Le titre est un peu provocateur.
Certes, certains prétendent que les prisonniers ont plus de chance que les SDF et qu'ils ont la télé gratuite. Ce n'est pas le sens de notre titre.
La question est la suivante : Peut-on chanter le bonheur dans une prison ?
Mission délicate de venir chanter « A la Bonheur » auprès de gens enfermés pour plusieurs années.
Et pourtant !
Après une première expérience en 2017, nous traversions de nouveau les grilles pour retrouver « les paroissiens de derrière les murs »

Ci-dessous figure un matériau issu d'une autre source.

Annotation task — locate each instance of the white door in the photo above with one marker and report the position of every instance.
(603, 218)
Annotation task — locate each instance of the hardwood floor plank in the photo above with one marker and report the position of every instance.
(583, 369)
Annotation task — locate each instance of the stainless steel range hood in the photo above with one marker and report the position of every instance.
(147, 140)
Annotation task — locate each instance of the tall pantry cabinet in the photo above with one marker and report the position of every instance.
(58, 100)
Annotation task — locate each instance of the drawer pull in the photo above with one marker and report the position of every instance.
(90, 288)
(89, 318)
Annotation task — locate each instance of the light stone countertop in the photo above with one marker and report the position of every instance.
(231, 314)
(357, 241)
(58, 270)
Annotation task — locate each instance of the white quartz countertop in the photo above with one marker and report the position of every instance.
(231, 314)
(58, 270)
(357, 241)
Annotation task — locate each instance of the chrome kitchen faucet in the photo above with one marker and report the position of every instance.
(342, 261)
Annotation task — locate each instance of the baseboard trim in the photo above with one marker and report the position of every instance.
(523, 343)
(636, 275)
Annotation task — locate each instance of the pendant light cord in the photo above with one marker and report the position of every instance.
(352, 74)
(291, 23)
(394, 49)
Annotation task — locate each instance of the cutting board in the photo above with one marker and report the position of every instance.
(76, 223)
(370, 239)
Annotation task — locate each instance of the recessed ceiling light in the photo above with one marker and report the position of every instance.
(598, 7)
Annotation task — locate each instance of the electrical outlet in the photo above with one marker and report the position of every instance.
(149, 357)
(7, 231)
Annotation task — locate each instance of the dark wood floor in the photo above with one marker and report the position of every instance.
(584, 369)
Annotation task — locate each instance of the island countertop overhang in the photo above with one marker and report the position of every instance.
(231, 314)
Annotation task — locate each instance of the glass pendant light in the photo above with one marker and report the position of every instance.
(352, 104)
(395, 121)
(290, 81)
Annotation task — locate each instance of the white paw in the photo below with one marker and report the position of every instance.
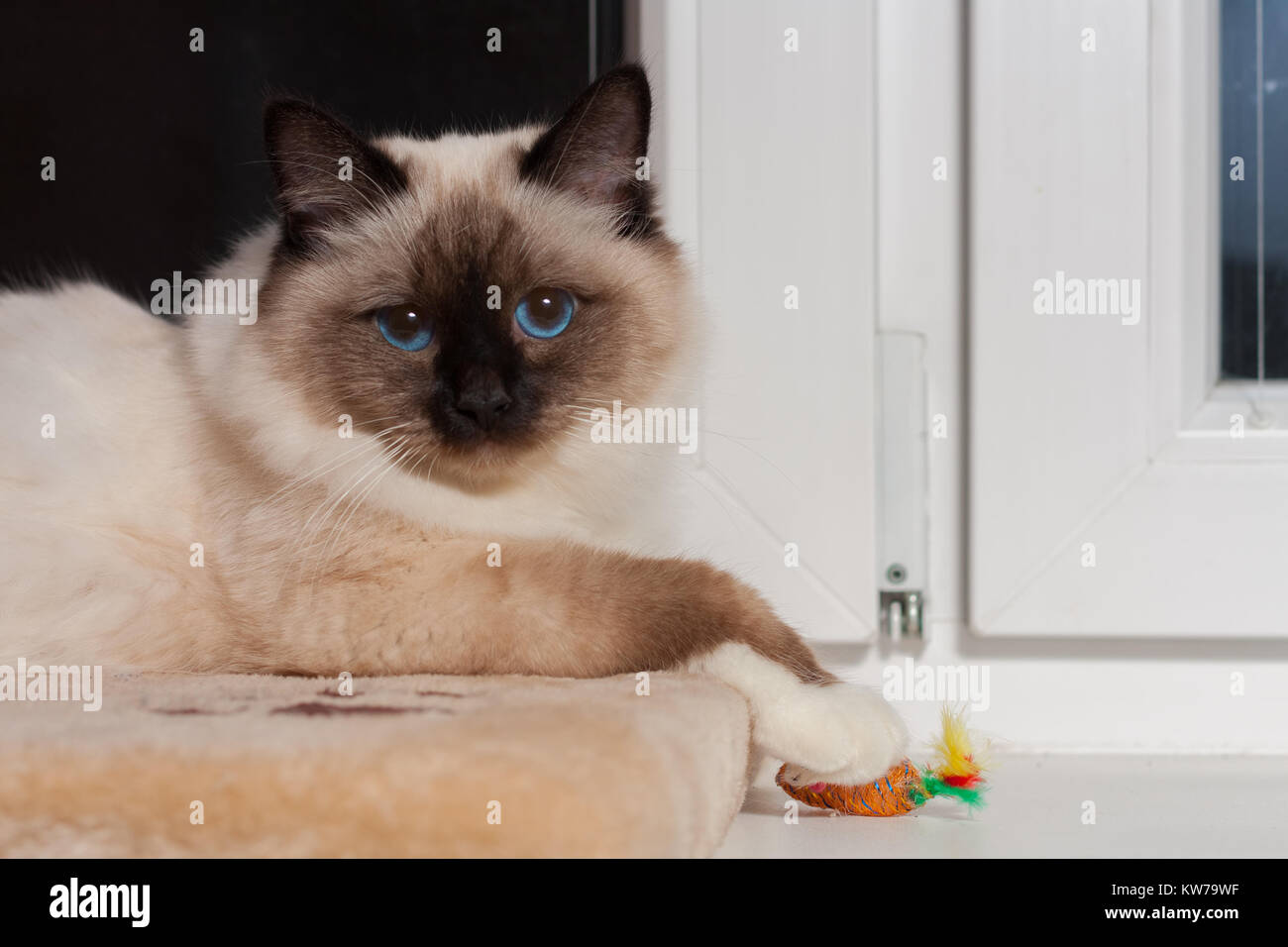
(833, 733)
(827, 732)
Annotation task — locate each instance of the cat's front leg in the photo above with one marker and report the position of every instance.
(825, 731)
(563, 609)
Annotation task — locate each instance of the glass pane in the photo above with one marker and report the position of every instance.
(1253, 209)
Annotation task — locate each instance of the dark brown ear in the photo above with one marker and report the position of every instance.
(593, 150)
(323, 171)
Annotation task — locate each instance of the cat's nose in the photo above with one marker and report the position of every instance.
(484, 402)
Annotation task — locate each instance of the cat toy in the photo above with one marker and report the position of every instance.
(953, 774)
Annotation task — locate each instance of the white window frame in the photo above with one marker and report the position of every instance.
(1185, 101)
(1188, 521)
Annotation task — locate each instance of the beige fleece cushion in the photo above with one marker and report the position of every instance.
(408, 766)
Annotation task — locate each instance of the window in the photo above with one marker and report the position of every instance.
(1253, 211)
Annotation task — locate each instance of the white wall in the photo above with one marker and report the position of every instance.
(1043, 694)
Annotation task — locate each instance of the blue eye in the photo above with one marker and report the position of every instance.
(545, 312)
(404, 328)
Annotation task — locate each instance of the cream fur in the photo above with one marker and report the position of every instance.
(317, 561)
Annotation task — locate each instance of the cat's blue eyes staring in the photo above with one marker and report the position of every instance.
(541, 313)
(545, 312)
(404, 328)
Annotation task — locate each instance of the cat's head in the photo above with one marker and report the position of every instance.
(471, 298)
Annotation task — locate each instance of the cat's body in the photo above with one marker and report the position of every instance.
(198, 506)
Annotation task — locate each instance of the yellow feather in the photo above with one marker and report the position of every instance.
(954, 755)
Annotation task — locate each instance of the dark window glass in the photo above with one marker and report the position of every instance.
(1254, 247)
(159, 149)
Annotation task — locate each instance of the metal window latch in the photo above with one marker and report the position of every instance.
(902, 483)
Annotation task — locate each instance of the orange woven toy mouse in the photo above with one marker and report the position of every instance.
(954, 774)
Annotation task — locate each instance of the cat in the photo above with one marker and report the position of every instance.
(183, 496)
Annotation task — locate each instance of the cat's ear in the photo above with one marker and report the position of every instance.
(323, 171)
(596, 150)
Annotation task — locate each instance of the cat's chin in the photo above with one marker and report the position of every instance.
(483, 467)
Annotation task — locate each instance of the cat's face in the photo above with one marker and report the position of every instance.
(472, 298)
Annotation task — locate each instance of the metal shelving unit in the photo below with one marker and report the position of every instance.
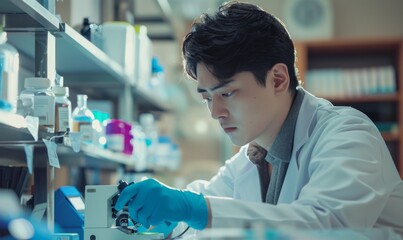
(51, 46)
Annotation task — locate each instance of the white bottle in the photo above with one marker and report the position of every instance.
(151, 135)
(9, 68)
(82, 119)
(139, 148)
(38, 100)
(62, 109)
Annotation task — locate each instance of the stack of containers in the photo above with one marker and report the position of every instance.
(9, 68)
(38, 100)
(143, 56)
(119, 44)
(119, 136)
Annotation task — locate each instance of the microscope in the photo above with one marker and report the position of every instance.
(102, 221)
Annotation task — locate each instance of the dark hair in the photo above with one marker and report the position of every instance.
(239, 37)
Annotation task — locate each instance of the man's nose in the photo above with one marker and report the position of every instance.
(218, 108)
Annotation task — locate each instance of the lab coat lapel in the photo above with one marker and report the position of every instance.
(306, 115)
(246, 186)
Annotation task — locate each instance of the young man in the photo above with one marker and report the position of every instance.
(303, 162)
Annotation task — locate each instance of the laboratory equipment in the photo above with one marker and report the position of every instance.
(9, 69)
(102, 221)
(69, 210)
(82, 119)
(39, 101)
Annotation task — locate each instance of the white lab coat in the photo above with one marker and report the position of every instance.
(340, 175)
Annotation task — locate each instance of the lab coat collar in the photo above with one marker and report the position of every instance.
(283, 144)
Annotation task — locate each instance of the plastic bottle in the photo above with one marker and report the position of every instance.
(38, 100)
(98, 125)
(62, 109)
(151, 135)
(86, 30)
(82, 119)
(157, 80)
(118, 136)
(9, 68)
(139, 148)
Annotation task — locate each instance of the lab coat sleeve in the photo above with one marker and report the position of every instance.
(348, 182)
(222, 184)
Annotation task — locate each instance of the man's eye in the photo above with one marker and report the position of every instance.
(228, 94)
(206, 99)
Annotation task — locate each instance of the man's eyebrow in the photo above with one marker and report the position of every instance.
(220, 85)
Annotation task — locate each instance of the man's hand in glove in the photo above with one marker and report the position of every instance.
(152, 203)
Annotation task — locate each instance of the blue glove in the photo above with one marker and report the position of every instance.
(152, 203)
(166, 228)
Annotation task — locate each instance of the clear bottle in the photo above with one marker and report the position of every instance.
(147, 122)
(62, 109)
(139, 148)
(82, 119)
(38, 100)
(98, 125)
(9, 68)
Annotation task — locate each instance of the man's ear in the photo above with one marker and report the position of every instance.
(280, 77)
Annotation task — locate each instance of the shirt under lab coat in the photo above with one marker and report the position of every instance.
(341, 175)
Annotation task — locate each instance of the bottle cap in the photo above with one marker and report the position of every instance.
(61, 91)
(37, 82)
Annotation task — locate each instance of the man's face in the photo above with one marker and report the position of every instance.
(245, 110)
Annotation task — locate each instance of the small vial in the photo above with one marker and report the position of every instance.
(82, 119)
(62, 109)
(39, 101)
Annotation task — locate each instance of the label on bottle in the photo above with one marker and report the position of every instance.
(2, 77)
(85, 128)
(44, 109)
(115, 142)
(62, 119)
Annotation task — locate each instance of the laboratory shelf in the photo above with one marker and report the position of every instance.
(14, 129)
(149, 101)
(80, 60)
(28, 13)
(93, 157)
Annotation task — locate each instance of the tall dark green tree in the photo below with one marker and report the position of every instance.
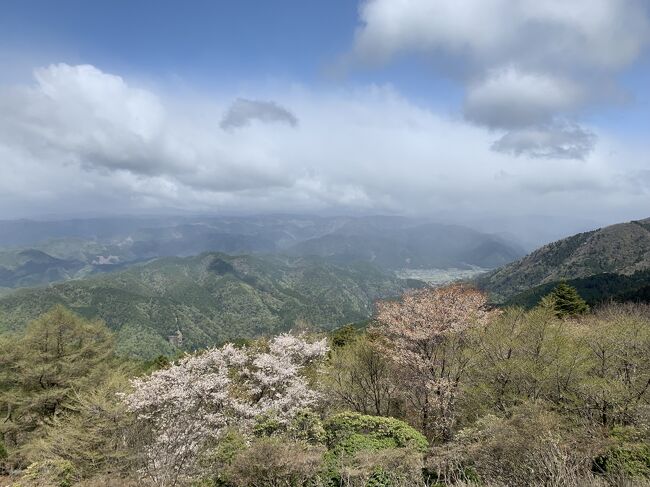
(566, 301)
(59, 356)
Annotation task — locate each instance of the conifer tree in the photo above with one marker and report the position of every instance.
(566, 301)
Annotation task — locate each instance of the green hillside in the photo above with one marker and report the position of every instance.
(621, 250)
(596, 290)
(210, 298)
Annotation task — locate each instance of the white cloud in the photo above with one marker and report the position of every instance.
(509, 98)
(79, 139)
(524, 63)
(242, 112)
(549, 141)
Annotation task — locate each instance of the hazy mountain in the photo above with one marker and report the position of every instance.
(405, 244)
(76, 248)
(621, 249)
(210, 298)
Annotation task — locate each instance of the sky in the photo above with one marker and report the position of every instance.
(499, 108)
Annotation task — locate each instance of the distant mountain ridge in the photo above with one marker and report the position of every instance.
(210, 298)
(78, 248)
(621, 249)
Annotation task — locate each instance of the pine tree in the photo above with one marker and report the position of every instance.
(566, 301)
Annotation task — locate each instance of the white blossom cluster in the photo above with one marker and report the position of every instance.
(192, 402)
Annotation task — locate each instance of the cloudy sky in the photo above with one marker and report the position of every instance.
(419, 107)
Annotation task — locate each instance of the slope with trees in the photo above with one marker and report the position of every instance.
(621, 250)
(211, 298)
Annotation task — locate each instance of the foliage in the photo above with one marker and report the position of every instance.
(424, 334)
(147, 303)
(536, 400)
(533, 446)
(193, 402)
(51, 473)
(352, 432)
(359, 377)
(566, 301)
(617, 250)
(42, 371)
(270, 462)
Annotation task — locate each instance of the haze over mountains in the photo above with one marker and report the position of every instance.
(603, 263)
(43, 252)
(224, 278)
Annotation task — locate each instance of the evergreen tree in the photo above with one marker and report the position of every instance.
(566, 301)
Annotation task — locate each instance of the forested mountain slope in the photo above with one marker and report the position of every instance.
(210, 298)
(621, 249)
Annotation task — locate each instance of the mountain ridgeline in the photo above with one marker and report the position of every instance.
(38, 253)
(608, 263)
(210, 298)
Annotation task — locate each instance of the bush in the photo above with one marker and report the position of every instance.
(392, 467)
(628, 457)
(276, 461)
(531, 447)
(350, 433)
(50, 473)
(373, 451)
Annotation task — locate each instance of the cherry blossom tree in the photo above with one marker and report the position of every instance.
(425, 335)
(183, 408)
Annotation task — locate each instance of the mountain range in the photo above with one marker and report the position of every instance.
(210, 298)
(44, 252)
(608, 263)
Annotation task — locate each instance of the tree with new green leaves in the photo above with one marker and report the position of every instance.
(566, 301)
(42, 371)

Nous n'étions pas encore installés que déjà les prisonniers arrivaient pour une heure de spectacle.
Les gardiens sortent, seul Henri, l'aumônier de la prison, entouré de 2 autres personnes, reste avec eux. On sent que la relation est bonne, que tous attendent quelque chose, que des habitudes spirituelles sont prises. La prière apportée par Françoise fait écho en chacun d'eux.
Et le spectacle commence.
Pendant les 2 premières chansons, il ne se passe pas grand chose. Mais l'échange autour des citations sur le bonheur délie les langues. On sent qu'elles font mouche, que le bonheur est un thème qui les concerne.
A la 3ème chanson, je vois les bouches qui s'ouvrent, les corps qui commencent à remuer. Le public réagit différemment. Les uns chantent, les autres tapent des mains, les étrangers regardent les images, leurs voisins leur traduisent les paroles. Quelques-uns restent sur leur nuage et ne bougent pas.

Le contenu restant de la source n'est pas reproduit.